John 1
Notes
Transcript
1 In the beginning was the Word, and the Word was with God, and the Word was God.
2 He was in the beginning with God.
If a quarter is on heads, is it worth 25 cents?
If a quarter is on tails, is it still worth 25 cents?
So, while the coin may have a different look, a different picture, it is still valid for the denomination and holds value. The same can be said about the validity and value of Jesus the Son, and Jesus the man. He still retains His deity, even though the appearance may have changed.
The first verse of John 1 gives us some incredible thoughts to mull over.

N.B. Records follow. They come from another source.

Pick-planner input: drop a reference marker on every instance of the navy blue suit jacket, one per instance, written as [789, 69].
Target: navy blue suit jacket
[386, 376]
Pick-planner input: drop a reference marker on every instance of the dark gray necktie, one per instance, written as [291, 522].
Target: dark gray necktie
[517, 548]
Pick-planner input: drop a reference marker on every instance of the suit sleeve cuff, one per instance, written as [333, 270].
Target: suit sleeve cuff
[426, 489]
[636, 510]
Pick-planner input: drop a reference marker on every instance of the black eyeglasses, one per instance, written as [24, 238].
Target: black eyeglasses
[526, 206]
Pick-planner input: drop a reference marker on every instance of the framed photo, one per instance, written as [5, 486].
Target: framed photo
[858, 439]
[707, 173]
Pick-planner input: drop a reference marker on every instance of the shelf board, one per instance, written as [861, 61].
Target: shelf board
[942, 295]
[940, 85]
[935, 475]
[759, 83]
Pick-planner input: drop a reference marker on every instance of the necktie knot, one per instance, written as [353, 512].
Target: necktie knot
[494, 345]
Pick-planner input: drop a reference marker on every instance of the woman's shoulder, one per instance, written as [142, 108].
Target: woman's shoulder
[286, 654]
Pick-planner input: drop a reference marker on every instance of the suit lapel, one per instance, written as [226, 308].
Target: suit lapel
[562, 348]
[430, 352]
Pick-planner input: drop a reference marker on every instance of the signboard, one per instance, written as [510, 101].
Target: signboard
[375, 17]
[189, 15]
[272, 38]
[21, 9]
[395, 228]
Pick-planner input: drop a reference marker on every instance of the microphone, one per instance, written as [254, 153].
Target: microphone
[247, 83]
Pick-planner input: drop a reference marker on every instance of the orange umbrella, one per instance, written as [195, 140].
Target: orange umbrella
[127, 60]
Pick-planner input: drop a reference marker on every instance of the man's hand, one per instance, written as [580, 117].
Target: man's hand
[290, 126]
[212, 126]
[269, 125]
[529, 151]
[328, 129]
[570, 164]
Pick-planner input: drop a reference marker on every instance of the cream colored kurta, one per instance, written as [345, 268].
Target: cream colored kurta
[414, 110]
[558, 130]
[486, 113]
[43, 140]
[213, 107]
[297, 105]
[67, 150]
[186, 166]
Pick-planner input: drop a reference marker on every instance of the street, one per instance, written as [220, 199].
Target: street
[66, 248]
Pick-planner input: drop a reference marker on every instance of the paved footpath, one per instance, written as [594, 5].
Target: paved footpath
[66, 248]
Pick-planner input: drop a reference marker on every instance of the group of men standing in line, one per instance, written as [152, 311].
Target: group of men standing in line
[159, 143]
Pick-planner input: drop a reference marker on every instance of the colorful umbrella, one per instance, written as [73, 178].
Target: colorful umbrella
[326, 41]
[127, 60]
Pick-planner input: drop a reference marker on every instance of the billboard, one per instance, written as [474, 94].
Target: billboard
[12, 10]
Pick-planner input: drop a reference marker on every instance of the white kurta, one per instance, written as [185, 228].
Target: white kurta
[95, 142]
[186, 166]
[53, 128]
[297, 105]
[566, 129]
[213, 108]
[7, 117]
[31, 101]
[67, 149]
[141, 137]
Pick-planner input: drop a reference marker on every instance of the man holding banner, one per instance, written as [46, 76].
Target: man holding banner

Beginning - What is the “beginning”, what does it mean? The beginning of God’s created universe. Greek (archē) - a point at the beginning of a duration. Similar to Hebrew (reshith) - first of time, i.e., a point of time which is the beginning (non prior) in a duration.
Word - (logos) - We then find “narrative,” “word,” “speech.” In this sense, lógos acquires the most varied nuances, e.g., legend, proverb, command, promise, tradition, written account, conversation, sentence, prose, even thing. The essence of “Word” here in the life of Jesus Christ, God was speaking to the world, speaking and demonstrating just what He wanted to say to man.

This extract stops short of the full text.